People attend the float out ceremony of the nuclear-powered icebreaker “Ural” at the Baltic Shipyard in St. Petersburg, Russia May 25, 2019. (Photo by Reuters)

Russia has launched a nuclear-powered icebreaker at the Baltic Shipyard in St. Petersburg in an apparent attempt to boost its ability to tap the Arctic’s commercial potential.

The icebreaker, dubbed the Ural, was floated out from the Baltic dockyard in the northwestern port city on Saturday, during a float out ceremony with hundreds of people in attendance, Russia's TASS news agency reported.

The ship, designed to be crewed by 75 people, is one of a trio, codenamed Project 22220, that when completed will be the largest and most powerful icebreakers in the world.

“Today we are floating the third ship, or the second serial one of Project 22220 - the Ural. They are the ships from new generation icebreakers of that class that we pin our hopes on in exploration of the Northern Sea Route.
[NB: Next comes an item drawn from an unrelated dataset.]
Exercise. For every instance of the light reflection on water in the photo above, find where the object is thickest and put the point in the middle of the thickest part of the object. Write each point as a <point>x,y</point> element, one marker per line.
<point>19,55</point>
It is a principally new ship,” said Russian Deputy Prime Minister Yuri Borisov at the ceremony.

The advanced icebreakers are powered by a new module nuclear reactor, which is far more powerful than those mounted on previous vessels of Project 22220, said Baltic Shipyards Director General Alexei Kadilov.

He said that these ships were also equipped with a brand-new Russian-made electric propulsion system.

People attend the float out ceremony of the nuclear-powered icebreaker "Ural" at the Baltic shipyard in Saint Petersburg on May 25, 2019. (Photo by AFP)

“And the most important thing is a new turbine which will provide 40-year operation for the icebreaker,” Kadilov added at a presser on Saturday.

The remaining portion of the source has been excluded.